2) What emotion would be serving me better?
3) What would have to happen for me to find gratitude right now?
The more gratitude you have for your past or an adverse event now, the more faith you will have in your future. Just as resentment and regret about your past will show up as fear in your future.
Think of all the famous authors who are grateful for their early childhood, like Wayne Dyer or the Holocaust survivor, Dr. Victor Frankl. Wayne Dyer always said he’s so grateful he lived in orphanages and foster homes until his single mother could get on her feet and support him and his two brothers, this back in the 1940’s when assistance was not readily available. He said this very experience gave him the tools and lessons he needed to become Dr. Wayne Dyer.
Victor Frankl finished the book- Man’s Search for Meaning while in a concentration camp! If you are not familiar with either author, start with the hard read, Mans Search for Meaning. Then Wayne Dyer’s classic, Your Erroneous Zones: Step-by-Step Advice for Escaping the Trap of Negative Thinking and Taking Control of your Life.
Research is now backing up the notion that practicing gratitude is good for you because it creates a biochemical shift in your body.
Is gratitude a physical activity? No, it is non-physical but has profound affects on our physiology. So, Napoleon Hill was right, and ahead of his time, in his book, Outwitting the Devil: The Secret to Freedom and Success, when he says “Time penalizes the individual for all negative thoughts and rewards him for positive thoughts.”
Just like positive or negative thinking, gratitude is a thought process or habit you can build up. First, you build your habits, and then your habits build you.
For a beginner, know that sharing the gratitude gives it more meaning. So, call a friend or family member to let them know you are thinking of them and you are grateful for them in your life. Or, send them a text. Practicing gratitude is just that, a practice you have to make, consciously.
Another easy tool to employ is this: At the end of the day, make a list of three things you are grateful for.

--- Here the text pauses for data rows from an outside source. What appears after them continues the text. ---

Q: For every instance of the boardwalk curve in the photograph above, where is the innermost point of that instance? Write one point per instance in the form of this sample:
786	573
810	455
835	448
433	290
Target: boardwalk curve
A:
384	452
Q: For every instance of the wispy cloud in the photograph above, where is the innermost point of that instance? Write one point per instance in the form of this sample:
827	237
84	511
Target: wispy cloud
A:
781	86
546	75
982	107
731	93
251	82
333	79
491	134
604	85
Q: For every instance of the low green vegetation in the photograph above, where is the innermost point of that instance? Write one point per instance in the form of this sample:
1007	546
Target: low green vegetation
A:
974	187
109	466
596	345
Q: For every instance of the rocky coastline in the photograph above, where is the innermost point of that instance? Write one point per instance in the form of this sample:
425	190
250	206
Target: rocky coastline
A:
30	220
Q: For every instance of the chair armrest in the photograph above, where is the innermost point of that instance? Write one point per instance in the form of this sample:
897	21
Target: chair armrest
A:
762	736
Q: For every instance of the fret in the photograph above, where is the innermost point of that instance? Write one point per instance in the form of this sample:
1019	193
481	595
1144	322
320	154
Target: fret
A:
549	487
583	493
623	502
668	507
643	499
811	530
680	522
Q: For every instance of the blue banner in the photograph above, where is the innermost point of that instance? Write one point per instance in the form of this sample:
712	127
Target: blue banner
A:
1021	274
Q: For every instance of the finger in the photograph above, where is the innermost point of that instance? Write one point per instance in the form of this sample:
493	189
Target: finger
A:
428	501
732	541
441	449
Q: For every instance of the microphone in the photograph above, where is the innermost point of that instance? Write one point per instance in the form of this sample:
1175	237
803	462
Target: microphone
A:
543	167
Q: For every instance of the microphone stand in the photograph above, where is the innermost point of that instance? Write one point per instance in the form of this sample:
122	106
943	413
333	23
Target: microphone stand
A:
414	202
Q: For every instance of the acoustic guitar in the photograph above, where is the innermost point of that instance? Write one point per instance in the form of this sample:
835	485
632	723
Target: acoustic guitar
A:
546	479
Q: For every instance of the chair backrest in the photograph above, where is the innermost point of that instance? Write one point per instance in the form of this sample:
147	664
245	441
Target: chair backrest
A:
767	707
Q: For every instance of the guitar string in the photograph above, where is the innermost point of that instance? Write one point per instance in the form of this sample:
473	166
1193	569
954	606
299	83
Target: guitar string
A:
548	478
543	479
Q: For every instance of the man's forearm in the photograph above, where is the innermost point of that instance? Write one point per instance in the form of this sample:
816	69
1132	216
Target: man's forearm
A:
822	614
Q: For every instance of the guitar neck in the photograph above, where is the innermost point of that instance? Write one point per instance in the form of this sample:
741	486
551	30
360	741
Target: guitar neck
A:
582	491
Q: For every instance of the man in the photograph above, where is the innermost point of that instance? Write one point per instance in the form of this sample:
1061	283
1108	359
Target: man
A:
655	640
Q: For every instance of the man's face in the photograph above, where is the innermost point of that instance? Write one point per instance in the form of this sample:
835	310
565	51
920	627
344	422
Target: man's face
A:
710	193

It can be as small as the pretty sunset on your way home, the bed is made when you walked into the bedroom, or you hit one more green light on the way home than usual.
Buy a journal, (Tuesday Morning always has a nice selection at ridiculously low prices) and start with a new list of three grateful things every day. Journaling helps you lock in the gratitude and adjusts your focus. And, guess what? The more you practice journaling gratitude, you are strengthening or rewiring your brain, and it becomes easier for you to find more things to be grateful for. Many people who meditate and journal admit it’s not always easy to find the positive. But they move forward anyway, and by acknowledging their emotions, good or bad, it helps to let things pass through you instead of getting stuck.
Try incorporating this one. “Where do I need to be kinder to myself?” “What did I do today just for me?” Permit yourself to be kind to yourself. By changing your self-talk in this area, you open the possibilities of being happier and more productive. You can see how this can easily create a loop already, positive thought to happier you.
By taking the Hindsight Window and shortening the length of time from a negative emotion to a positive thought, your positive attitude is helping your physical well-being instead of making you sick. There is much scientific research now supporting how thoughts affect your well-being.
The best tools to use are asking yourself questions, questions that shine the light on your unique assets. We all have positive assets.
Again, one of the ways a coach can help you is to shorten what Edmeades calls the Hindsight Window Gap. With gentle questioning to yourself, you learn to dig deep and find the answers, which were already within you.